This work addresses the behavioral inconsistency often observed in dual-arm robotic manipulation due to the neglect of physical symmetries. The authors propose a symmetry-equivariant policy learning framework that formalizes physical symmetries as group actions on both observation and action spaces, and incorporates equivariance constraints as inductive biases to enforce bilateral symmetry in the learned policy. The approach is compatible with multimodal observations—such as point clouds and images—and supports multiple action representations, including end-effector and joint-space commands, making it suitable for imitation learning settings. Experiments in simulation and on the real-world dual-arm platform RoboTwin demonstrate that the proposed method significantly enhances policy robustness and task consistency under distributional shifts.

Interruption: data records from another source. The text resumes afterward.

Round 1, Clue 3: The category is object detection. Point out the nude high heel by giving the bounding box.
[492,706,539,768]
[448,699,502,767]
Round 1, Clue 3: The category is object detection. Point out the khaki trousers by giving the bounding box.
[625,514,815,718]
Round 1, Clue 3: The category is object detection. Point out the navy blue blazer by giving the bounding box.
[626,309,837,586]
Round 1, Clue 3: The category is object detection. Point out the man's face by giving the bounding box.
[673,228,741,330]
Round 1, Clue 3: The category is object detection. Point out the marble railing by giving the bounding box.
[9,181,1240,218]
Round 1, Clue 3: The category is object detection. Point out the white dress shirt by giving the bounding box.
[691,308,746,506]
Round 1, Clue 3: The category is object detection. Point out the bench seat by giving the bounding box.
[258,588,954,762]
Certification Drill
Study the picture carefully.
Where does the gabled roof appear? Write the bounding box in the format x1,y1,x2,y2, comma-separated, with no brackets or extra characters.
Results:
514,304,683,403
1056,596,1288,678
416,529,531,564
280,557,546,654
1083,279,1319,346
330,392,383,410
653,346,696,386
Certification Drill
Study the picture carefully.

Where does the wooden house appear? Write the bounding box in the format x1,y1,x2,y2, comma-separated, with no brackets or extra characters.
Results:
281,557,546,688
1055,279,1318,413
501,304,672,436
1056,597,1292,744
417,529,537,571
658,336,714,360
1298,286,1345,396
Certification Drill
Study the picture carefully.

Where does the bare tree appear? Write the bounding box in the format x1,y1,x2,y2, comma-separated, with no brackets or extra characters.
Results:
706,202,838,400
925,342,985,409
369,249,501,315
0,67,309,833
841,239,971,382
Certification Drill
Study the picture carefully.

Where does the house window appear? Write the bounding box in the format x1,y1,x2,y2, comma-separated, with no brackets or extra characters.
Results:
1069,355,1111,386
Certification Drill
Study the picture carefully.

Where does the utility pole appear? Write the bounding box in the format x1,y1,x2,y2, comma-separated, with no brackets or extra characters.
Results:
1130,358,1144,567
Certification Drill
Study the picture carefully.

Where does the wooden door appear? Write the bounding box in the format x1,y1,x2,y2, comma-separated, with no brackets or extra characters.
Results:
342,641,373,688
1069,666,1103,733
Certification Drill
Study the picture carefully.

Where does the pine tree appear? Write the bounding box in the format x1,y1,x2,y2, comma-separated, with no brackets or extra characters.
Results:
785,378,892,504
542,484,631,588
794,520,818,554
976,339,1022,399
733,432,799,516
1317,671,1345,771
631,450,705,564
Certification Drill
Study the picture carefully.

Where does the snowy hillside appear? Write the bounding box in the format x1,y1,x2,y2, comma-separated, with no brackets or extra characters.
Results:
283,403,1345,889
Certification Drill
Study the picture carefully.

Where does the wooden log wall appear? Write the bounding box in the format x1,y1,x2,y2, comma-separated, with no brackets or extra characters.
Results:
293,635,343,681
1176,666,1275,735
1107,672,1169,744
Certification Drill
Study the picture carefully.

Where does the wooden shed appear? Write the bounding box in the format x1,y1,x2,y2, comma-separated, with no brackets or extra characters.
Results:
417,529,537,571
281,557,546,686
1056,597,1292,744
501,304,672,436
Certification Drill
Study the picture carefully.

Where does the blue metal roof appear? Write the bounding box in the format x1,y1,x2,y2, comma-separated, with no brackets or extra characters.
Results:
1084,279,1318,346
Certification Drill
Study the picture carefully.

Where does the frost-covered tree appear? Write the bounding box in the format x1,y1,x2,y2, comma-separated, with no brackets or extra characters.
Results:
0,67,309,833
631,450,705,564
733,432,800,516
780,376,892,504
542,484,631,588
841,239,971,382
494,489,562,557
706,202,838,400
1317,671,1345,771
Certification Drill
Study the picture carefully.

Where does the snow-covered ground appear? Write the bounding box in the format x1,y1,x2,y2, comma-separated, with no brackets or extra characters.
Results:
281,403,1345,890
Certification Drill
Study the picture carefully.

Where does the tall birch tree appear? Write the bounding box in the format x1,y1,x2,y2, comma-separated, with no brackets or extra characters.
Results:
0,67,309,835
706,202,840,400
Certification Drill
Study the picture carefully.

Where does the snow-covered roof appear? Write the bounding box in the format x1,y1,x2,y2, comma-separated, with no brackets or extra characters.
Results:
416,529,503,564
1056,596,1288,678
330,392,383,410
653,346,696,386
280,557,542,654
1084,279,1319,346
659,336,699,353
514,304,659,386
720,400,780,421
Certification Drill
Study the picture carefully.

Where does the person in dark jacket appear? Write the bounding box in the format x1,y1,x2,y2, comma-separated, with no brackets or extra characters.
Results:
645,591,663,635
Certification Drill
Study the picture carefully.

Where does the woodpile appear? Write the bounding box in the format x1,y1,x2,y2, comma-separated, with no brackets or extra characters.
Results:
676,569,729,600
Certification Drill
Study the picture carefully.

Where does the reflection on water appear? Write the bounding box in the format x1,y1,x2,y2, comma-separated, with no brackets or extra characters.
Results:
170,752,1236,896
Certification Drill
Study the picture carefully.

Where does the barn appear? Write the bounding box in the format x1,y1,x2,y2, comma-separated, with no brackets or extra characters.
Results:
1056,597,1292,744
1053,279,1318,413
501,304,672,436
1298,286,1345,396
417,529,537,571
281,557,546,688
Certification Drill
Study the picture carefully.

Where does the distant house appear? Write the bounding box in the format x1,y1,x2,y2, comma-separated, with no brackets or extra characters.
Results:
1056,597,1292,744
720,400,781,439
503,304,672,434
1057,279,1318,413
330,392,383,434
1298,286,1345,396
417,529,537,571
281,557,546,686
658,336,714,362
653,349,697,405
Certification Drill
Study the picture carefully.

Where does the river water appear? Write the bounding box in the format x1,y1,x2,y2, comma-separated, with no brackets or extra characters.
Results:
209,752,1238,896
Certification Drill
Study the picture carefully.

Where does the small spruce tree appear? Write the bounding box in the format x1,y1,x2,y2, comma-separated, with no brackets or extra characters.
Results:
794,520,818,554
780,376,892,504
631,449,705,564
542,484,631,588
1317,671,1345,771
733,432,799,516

Robotic imitation learning has achieved impressive success in learning complex manipulation behaviors from demonstrations. However, many existing robot learning methods do not explicitly account for the physical symmetries of robotic systems, often resulting in asymmetric or inconsistent behaviors under symmetric observations. This limitation is particularly pronounced in dual-arm manipulation, where bilateral symmetry is inherent to both the robot morphology and the structure of many tasks. In this paper, we introduce EquiBim, a symmetry-equivariant policy learning framework for bimanual manipulation that enforces bilateral equivariance between observations and actions during training. Our approach formulates physical symmetry as a group action on both observation and action spaces, and imposes an equivariance constraint on policy predictions under symmetric transformations. The framework is model-agnostic and can be seamlessly integrated into a wide range of imitation learning pipelines with diverse observation modalities and action representations, including point cloud-based and image-based policies, as well as both end-effector-space and joint-space parameterizations. We evaluate EquiBim on RoboTwin, a dual-arm robotic platform with symmetric kinematics, and evaluate it across diverse observation and action configurations in simulation. We further validate the approach on a real-world dual-arm system. Across both simulation and physical experiments, our method consistently improves performance and robustness under distribution shifts. These results suggest that explicitly enforcing physical symmetry provides a simple yet effective inductive bias for bimanual robot learning.